Thank you for reading. As always, comments welcome — many cheers from freezing Tokyo ;-j
To Jesper’s interested (and interesting) readers regarding the rebuttal to my original note:
I welcome dialogue and am happy to be corrected. I do not want to get into a tit-for-tat online in regard to the substantiative comments raised in the rebuttal, though I would be happy to engage the writer(s) in a public forum if doing so would educate me and the public in a useful way. Perhaps we might find more common ground than he or she expects.
One point of common ground that I do want to highlight is our shared admiration for the wisdom and courage of Ms. Watahiki, Mr. Olcott and Mr. Nagayama. I have known George Olcott for nearly twenty years and was directly involved in his recruitment as a board member in one of the first “activist” campaigns in Japan. I do not know Ms. Watahiki or Mr. Nagayama, but I respect what they have done in their work as directors.
Regarding the circumstances surrounding their departures from Toshiba's board, I would point interested readers to the public comments made by Mr. Olcott to the FT on his resignation (June 27, 2021, subtitled: “Activist investors forced departure of popular board leader”) as well as to the public remarks made by Ms. Watahiki on her resignation (Reuters, June 28, 2022). Relevant quotes are attached below. Regarding Mr. Nagayama, I would welcome clarification of the writer’s statement that the "activist did not attempt to oust Mr. Nagayama." If the activist shareholders were in fact supportive of Mr. Nagayama’s continuation as leader of Toshiba, then I stand corrected. The public record (and the statements of both George Olcott and Ambassador John Roos) should probably be corrected as well. It seems obvious from reports at the time that the campaign to oust Mr. Nagayama was led by the activists. Indeed, it seems to be mathematically impossible for Mr. Nagayama to have been ousted without their votes and even more unlikely that a director like George would misunderstand their role. But perhaps there is more to the story.
From the FT
In exclusive remarks made to the Financial Times following his sudden resignation on Friday, George Olcott expressed strong misgivings about the vote to oust Osamu Nagayama — a man he described as one of the few Japanese business leaders able to oversee a turnround on the scale now required by Toshiba. “Removing him as chair only serves to prolong instability and uncertainty in addition to depriving the board of an outstanding leader. I cannot understand how this development represents a good outcome for the company or any of its stakeholders,” said Olcott, a former investment banker at SG Warburg who sits on the boards of several Japanese companies.
From Reuters
Watahiki, a former high court judge, had objected to appointing the candidates put forward by Elliott Management and Farallon Capital Management, saying the pair's presence on the board would skew it toward activist investors.
Sincerely,
Andrew
To quote from my own column dated September 2022, "The foreign hedge funds that took control of a damaged Toshiba in 2017 lacked industry expertise and a mindset to provide a positive vision for the transformation the company badly needed, or to restore a broken corporate culture. They installed foreign directors with accounting and investment banking backgrounds on the premise of maximizing Toshiba's sum-of-the-parts valuation if it were chopped up and the pieces auctioned off.

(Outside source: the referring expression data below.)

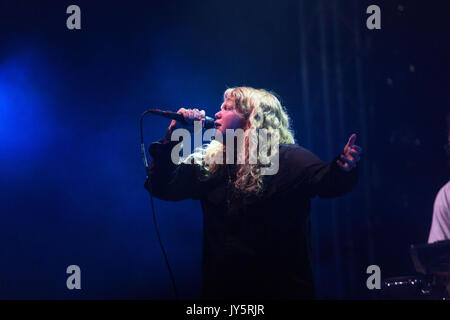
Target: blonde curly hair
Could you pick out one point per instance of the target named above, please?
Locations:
(262, 110)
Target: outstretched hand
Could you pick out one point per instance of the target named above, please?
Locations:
(351, 155)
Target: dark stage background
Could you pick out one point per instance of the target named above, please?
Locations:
(71, 175)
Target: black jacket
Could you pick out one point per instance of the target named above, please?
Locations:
(257, 247)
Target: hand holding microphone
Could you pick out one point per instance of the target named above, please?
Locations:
(190, 115)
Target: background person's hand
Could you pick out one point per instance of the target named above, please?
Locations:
(351, 155)
(190, 115)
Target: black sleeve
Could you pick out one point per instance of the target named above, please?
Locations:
(169, 181)
(319, 178)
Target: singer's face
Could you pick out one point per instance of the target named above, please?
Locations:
(229, 118)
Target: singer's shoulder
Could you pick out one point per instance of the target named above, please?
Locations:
(294, 154)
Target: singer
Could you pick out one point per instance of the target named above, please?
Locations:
(257, 233)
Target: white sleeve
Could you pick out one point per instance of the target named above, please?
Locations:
(440, 226)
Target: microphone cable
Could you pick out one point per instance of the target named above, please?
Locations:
(144, 157)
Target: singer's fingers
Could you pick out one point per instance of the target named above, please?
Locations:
(197, 115)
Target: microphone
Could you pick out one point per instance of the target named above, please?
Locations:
(208, 123)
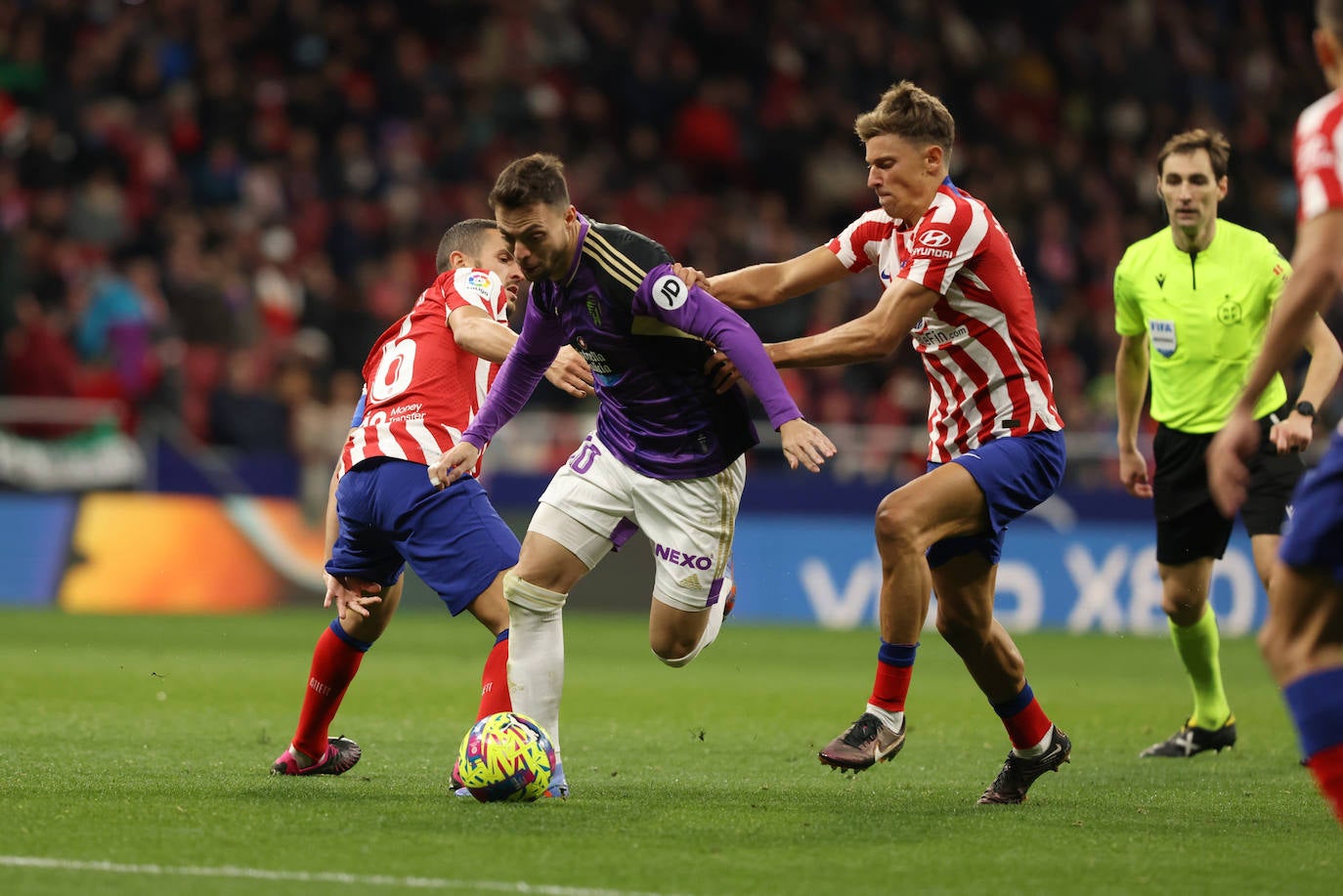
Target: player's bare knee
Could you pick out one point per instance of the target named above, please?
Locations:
(897, 527)
(1285, 657)
(959, 627)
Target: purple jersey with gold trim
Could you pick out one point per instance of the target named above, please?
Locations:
(646, 337)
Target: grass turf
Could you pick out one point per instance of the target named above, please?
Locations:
(144, 743)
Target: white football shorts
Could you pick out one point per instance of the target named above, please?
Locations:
(595, 502)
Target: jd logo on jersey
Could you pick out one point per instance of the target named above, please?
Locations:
(1163, 336)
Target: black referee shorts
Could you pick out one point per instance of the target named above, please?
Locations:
(1189, 526)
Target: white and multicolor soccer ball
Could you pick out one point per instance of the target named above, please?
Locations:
(505, 756)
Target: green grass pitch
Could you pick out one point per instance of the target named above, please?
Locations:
(136, 753)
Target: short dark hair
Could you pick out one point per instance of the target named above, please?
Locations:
(909, 111)
(1329, 15)
(463, 236)
(1218, 149)
(532, 179)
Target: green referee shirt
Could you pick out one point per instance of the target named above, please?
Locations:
(1205, 315)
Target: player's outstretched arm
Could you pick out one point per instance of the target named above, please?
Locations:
(774, 282)
(1315, 279)
(1297, 430)
(864, 339)
(452, 466)
(806, 445)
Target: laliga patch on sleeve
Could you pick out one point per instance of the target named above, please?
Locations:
(477, 286)
(669, 292)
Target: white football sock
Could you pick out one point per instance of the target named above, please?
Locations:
(711, 631)
(536, 653)
(893, 720)
(1038, 749)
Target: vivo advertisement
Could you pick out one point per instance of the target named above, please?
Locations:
(128, 552)
(1092, 576)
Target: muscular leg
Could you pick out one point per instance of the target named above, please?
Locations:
(536, 590)
(965, 590)
(965, 587)
(909, 520)
(936, 505)
(1303, 633)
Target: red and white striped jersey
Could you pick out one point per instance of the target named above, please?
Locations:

The last five years have been a tug of war over Toshiba's fate between the hedge funds, on the one hand, and the salarymen and their protectors at the Ministry of Economy, Trade and Industry (METI), on the other.
The foreign directors rejected an unconvincing plan for Toshiba's future cobbled together by the salarymen, leaving the company without a road map to the future. The hedge funds have now finally been granted their demand that Toshiba be sold off, but METI has carefully orchestrated the auction process to winnow out foreign private equity players and leave two syndicates led by obedient Japanese funds as the finalists."